Legislação ainda impede a troca de informações de pesquisa com o exterior

17/07/2004


A medida provisória 2.186-16 que quer combater a biopirataria em território nacional acabou prejudicando a pesquisa brasileira desde 2001, quando foi assinada. As exigências previstas pela MP reduziram as autorizações para coleta de plantas e animais, e diminuiram o intercâmbio de amostras com o exterior. Atualmente, o Museu de Zoologia da USP é a única instituição no Brasil que pode trocar materiais com outros países, situação que poderá ser agravada diante da crescente demanda e a ausência de financiamento para melhorar a infraestrutura da instituição.

"Seria preciso pensar em medidas compensatórias em termos de infraestrutura e pessoal necessários ao depósito adequado de material em instituições credenciadas", afirma o diretor do Museu de Zoologia da USP, Carlos Roberto Brandão. A proposta de transformar as coleções biológicas em "fiéis depositários", como coloca a MP é, para Vanderlei Canhos, pesquisador do Centro de Referência em Informação Ambiental (Cria), importante para que se possa ter um acesso regulamentado aos materiais coletados, "mas é preciso ampliar a infraestrutura dessas coleções", ressalta ele.
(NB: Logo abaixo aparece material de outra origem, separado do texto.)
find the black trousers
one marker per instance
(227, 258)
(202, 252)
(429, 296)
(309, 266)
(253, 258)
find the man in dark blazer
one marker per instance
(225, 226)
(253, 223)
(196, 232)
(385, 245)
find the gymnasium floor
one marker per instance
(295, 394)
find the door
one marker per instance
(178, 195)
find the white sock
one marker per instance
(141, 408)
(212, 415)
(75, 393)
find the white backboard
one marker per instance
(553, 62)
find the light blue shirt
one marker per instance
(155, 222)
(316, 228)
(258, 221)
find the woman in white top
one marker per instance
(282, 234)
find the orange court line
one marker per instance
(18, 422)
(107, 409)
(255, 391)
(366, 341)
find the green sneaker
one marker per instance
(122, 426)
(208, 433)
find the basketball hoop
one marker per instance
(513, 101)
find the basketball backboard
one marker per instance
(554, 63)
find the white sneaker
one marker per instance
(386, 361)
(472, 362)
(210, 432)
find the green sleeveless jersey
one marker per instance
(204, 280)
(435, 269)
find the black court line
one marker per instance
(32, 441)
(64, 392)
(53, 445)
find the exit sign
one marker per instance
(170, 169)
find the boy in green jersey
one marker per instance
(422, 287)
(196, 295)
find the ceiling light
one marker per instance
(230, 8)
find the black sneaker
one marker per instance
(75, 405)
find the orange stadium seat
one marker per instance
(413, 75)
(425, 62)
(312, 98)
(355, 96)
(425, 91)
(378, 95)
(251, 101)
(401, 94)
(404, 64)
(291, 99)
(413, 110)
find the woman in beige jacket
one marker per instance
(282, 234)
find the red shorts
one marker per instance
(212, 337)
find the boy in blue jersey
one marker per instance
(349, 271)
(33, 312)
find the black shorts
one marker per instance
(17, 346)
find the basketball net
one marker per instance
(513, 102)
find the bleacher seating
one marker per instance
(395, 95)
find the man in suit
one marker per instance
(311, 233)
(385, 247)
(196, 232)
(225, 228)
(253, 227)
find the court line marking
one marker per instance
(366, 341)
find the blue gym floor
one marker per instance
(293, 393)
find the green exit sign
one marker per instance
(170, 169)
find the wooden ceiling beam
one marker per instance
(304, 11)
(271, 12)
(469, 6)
Outro grande problema gerado é a dificuldade na relação com coleções biológicas do exterior que, segundo a MP, nenhum material coletado no Brasil pode sair do território nacional sem autorização. Faz parte do cotidiano dos pesquisadores o envio e recebimento de materiais para análise, depositados em museus e herbários fora do país. Muitas das espécies que ocorrem no Brasil foram identificadas por pesquisadores estrangeiros e o material de referência seguiu para instituições do exterior e que hoje são importantes fontes de dados históricos em biodiversidade. "Na flora fanerogâmica [plantas que se reproduzem por sementes] de São Paulo existem 7.500 espécies, o material de referência de apenas 1.500 delas estão em herbários paulistas, ou seja, menos de 25%, o restante está depositado no exterior", exemplifica Canhos.
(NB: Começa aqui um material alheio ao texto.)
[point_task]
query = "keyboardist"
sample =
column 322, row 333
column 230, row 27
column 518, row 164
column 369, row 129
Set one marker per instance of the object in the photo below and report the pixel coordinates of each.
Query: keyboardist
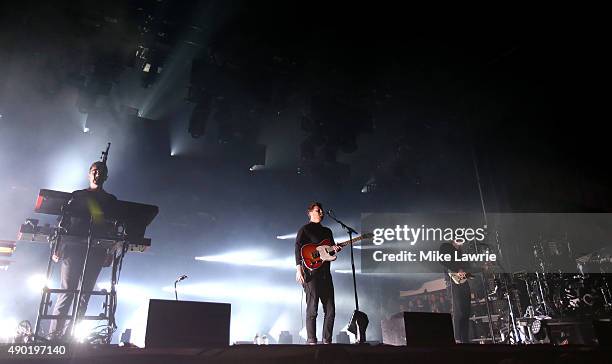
column 85, row 206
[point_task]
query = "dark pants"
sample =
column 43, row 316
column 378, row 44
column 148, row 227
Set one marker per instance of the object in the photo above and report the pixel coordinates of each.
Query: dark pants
column 462, row 309
column 70, row 272
column 320, row 287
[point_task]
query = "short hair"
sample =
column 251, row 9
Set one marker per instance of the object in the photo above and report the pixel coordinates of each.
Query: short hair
column 313, row 204
column 101, row 167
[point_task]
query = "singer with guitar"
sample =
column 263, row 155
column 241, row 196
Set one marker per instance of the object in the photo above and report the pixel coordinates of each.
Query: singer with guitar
column 458, row 283
column 93, row 203
column 317, row 283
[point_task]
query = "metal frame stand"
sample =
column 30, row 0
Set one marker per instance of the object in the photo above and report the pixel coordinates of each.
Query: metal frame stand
column 78, row 312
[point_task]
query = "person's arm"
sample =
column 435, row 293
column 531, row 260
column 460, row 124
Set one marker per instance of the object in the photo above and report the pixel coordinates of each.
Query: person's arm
column 299, row 270
column 336, row 248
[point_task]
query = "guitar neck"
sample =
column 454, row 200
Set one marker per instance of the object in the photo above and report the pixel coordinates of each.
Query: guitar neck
column 345, row 243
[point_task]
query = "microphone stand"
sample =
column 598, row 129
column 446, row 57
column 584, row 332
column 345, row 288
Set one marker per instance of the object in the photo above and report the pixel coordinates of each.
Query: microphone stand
column 183, row 277
column 359, row 320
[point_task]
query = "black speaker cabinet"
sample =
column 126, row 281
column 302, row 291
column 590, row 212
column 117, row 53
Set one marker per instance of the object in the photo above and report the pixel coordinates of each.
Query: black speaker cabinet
column 187, row 324
column 418, row 329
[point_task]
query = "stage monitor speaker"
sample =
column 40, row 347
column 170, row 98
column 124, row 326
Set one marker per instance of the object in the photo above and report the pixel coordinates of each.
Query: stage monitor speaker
column 418, row 329
column 187, row 324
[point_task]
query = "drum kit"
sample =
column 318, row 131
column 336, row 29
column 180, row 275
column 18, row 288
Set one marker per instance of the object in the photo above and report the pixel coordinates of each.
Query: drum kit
column 559, row 288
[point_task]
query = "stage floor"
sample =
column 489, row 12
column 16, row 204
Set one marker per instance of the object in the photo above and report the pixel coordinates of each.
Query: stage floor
column 336, row 353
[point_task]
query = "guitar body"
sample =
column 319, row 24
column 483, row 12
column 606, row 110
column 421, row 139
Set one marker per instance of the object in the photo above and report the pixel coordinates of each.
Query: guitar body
column 314, row 255
column 457, row 280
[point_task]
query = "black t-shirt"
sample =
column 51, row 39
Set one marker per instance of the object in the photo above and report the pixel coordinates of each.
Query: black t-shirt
column 312, row 233
column 453, row 266
column 84, row 204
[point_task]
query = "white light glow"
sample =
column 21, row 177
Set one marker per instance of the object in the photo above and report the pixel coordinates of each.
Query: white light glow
column 233, row 290
column 69, row 172
column 83, row 330
column 257, row 258
column 303, row 333
column 8, row 328
column 128, row 293
column 138, row 323
column 256, row 167
column 282, row 324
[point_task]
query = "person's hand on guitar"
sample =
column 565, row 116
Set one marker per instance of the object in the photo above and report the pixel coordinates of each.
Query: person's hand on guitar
column 461, row 274
column 299, row 274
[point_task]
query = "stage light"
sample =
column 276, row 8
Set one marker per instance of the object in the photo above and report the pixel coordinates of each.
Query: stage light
column 255, row 258
column 37, row 282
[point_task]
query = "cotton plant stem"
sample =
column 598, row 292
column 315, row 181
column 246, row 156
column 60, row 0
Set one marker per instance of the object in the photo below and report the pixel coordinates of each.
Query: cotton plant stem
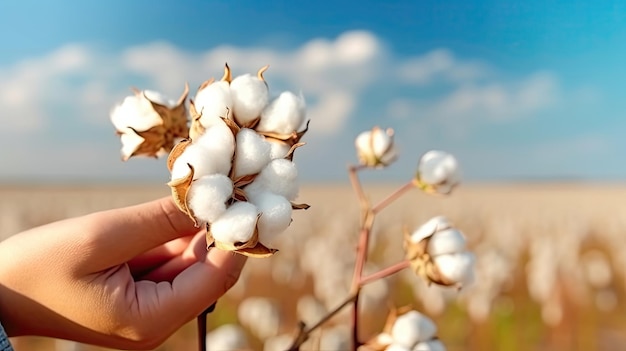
column 393, row 196
column 201, row 323
column 305, row 332
column 383, row 273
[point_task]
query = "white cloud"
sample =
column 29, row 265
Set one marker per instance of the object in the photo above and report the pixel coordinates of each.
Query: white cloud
column 336, row 76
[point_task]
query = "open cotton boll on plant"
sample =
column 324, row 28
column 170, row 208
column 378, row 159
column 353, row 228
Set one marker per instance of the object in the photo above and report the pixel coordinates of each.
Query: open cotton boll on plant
column 253, row 152
column 284, row 115
column 209, row 195
column 280, row 176
column 250, row 96
column 236, row 224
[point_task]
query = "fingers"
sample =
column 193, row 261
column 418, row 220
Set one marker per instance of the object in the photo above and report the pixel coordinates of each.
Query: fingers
column 193, row 290
column 116, row 236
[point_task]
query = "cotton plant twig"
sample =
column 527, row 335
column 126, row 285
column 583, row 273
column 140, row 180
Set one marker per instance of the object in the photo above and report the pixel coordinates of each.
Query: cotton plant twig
column 201, row 323
column 368, row 214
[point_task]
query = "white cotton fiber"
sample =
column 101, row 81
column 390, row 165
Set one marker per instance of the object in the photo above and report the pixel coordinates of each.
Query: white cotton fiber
column 275, row 215
column 457, row 267
column 201, row 160
column 278, row 149
column 159, row 98
column 213, row 102
column 252, row 153
column 219, row 142
column 130, row 142
column 280, row 176
column 250, row 96
column 411, row 328
column 446, row 241
column 237, row 224
column 135, row 112
column 284, row 115
column 208, row 195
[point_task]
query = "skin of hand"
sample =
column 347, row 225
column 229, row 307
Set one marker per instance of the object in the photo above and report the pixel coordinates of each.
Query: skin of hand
column 125, row 278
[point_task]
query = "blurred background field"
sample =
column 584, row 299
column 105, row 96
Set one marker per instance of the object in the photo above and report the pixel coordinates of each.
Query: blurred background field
column 550, row 265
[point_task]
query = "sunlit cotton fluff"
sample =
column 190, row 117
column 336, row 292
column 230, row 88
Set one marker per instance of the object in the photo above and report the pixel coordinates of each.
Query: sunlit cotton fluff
column 278, row 149
column 284, row 115
column 250, row 96
column 208, row 195
column 411, row 328
column 275, row 215
column 252, row 154
column 135, row 112
column 439, row 171
column 280, row 177
column 202, row 161
column 213, row 102
column 219, row 143
column 236, row 225
column 432, row 345
column 457, row 267
column 376, row 148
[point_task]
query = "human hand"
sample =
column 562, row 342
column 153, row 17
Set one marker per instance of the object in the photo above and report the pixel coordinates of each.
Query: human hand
column 125, row 278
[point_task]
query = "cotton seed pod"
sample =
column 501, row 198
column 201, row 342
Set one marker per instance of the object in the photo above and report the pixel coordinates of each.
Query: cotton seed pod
column 284, row 115
column 411, row 328
column 275, row 213
column 149, row 124
column 376, row 148
column 253, row 153
column 437, row 172
column 404, row 329
column 208, row 196
column 236, row 225
column 280, row 176
column 437, row 253
column 213, row 102
column 250, row 95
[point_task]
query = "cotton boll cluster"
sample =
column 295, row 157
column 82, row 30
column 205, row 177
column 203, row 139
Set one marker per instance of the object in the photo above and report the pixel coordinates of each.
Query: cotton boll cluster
column 437, row 252
column 150, row 124
column 235, row 174
column 407, row 331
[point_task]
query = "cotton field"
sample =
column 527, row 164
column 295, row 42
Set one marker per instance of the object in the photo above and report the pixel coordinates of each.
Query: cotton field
column 550, row 268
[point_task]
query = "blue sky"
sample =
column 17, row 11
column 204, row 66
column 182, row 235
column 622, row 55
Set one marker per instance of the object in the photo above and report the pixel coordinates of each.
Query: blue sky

Para Brandão "a MP afetou negativamente nossa relação de um século com instituições de todo mundo, pois já que os museus no exterior não tinham garantia legal de que nós poderíamos devolver o material emprestado, pararam de enviar as amostras". A confusão se deu, segundo o diretor, porque os responsáveis nas fronteiras e os documentos legais não explicitam a diferença entre a pesquisa que não visa lucro e as atividades de biopirataria ou de prospecção de fármacos, por exemplo. A realidade começa a mudar gradativamente, mas as instituições brasileiras ainda figuram nas "listas negras" de grandes coleções internacionais como o Smithsonian.
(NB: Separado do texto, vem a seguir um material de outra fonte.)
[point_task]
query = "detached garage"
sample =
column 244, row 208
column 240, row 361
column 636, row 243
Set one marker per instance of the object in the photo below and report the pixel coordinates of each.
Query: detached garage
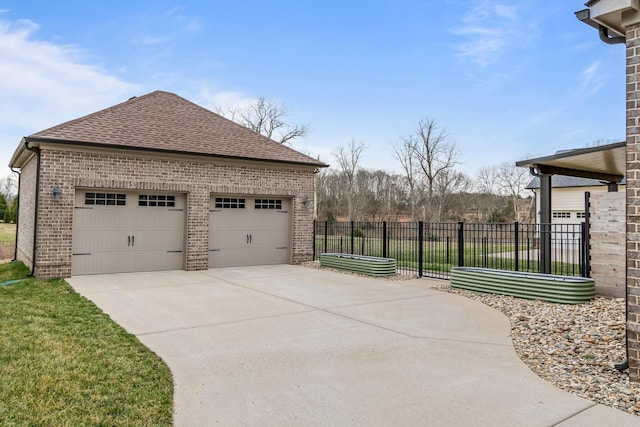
column 159, row 183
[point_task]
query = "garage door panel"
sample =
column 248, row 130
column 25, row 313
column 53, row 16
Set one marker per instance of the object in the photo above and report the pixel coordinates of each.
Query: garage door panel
column 128, row 237
column 256, row 234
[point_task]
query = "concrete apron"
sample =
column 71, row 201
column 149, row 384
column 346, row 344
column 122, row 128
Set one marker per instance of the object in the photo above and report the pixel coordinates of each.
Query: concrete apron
column 289, row 345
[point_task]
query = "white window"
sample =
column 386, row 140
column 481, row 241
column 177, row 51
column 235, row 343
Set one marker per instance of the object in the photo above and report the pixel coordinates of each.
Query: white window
column 230, row 203
column 104, row 199
column 268, row 204
column 156, row 200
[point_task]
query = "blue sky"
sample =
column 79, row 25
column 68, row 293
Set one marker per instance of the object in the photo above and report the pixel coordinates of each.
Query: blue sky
column 508, row 80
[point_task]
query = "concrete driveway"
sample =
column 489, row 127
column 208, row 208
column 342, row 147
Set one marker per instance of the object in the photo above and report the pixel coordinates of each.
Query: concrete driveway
column 289, row 345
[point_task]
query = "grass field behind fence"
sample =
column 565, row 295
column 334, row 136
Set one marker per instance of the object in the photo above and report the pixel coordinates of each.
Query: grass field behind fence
column 441, row 255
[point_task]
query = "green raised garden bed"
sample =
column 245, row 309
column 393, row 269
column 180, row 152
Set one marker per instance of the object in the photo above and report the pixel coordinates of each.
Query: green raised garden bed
column 547, row 287
column 372, row 266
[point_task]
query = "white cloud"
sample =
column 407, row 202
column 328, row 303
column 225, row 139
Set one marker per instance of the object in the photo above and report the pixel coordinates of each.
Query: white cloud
column 489, row 28
column 43, row 84
column 224, row 100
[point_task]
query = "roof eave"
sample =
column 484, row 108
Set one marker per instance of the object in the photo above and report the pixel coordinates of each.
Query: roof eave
column 36, row 139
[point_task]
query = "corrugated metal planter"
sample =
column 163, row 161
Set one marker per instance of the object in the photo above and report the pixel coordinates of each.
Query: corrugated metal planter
column 372, row 266
column 547, row 287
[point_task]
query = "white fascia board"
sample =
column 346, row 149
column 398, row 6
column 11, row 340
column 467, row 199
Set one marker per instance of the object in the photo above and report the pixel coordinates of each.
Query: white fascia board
column 616, row 15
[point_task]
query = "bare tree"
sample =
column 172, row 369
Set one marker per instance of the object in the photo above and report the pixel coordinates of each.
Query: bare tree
column 448, row 185
column 435, row 154
column 266, row 118
column 348, row 159
column 404, row 153
column 487, row 180
column 513, row 181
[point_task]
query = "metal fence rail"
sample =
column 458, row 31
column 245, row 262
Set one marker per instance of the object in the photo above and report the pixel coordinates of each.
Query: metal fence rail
column 431, row 248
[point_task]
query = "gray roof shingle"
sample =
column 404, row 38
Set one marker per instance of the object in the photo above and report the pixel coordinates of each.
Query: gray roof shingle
column 163, row 121
column 562, row 181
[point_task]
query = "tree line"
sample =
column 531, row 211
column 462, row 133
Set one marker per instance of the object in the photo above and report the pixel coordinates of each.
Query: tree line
column 430, row 187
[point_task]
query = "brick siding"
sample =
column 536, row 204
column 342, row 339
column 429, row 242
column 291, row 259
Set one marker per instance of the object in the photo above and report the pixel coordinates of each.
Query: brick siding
column 197, row 177
column 633, row 200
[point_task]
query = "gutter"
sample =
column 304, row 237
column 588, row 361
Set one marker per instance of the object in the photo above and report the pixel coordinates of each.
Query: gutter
column 36, row 150
column 15, row 248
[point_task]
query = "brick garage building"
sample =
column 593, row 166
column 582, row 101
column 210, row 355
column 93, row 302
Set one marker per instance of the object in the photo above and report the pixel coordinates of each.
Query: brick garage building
column 158, row 183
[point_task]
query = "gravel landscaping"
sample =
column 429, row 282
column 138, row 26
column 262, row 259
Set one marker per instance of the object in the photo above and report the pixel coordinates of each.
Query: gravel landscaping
column 573, row 347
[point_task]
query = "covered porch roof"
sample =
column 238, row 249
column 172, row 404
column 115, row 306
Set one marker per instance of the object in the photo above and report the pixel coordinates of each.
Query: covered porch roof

É simples, portanto, imaginar o impacto da MP nos estudos biológicos: se o material não pode mais vir ao Brasil para os pesquisadores estudarem, estes devem ir ao exterior para conseguir consultá-los. Canhos ressalta ainda que uma possibilidade é a disponibilização das informações por meio da internet, "o que geralmente resolve grande parte do problema, mas são poucas as instituições no Brasil e exterior que tem suas coleções digitalizadas".

Reformulação
Os reflexos causados na pesquisa geraram um movimento por parte dos pesquisadores, com o objetivo de discutir um Projeto de Lei para substituir a atual Medida Provisória. Desde março de 2003, por exemplo, dois representantes da Sociedade Brasileira para o Progresso da Ciência (SBPC) foram convidados a participar das reuniões do Conselho de Gestão do Patrimônio Genético (CGEN) ao lado de representantes de organizações indígenas, de seringueiros, da indústria farmacêutica e bioteconológica e ONGs.

Em uma tentativa de amenizar os impactos na pesquisa brasileira, uma resolução de outubro de 2003 deu ao Ibama a possibilidade de emitir licenças de coletas que não se proponham a utilizar informações de origem genética, possibilitando que as instituições de pesquisa possuam uma autorização "guarda-chuva", envolvendo vários projetos e retirando a exigência de um itinerário completo da expedição substituindo-o pela indicação da área geográfica da pesquisa.

Atualmente, o anteprojeto de lei que substituirá a MP está em discussão na Casa Civil.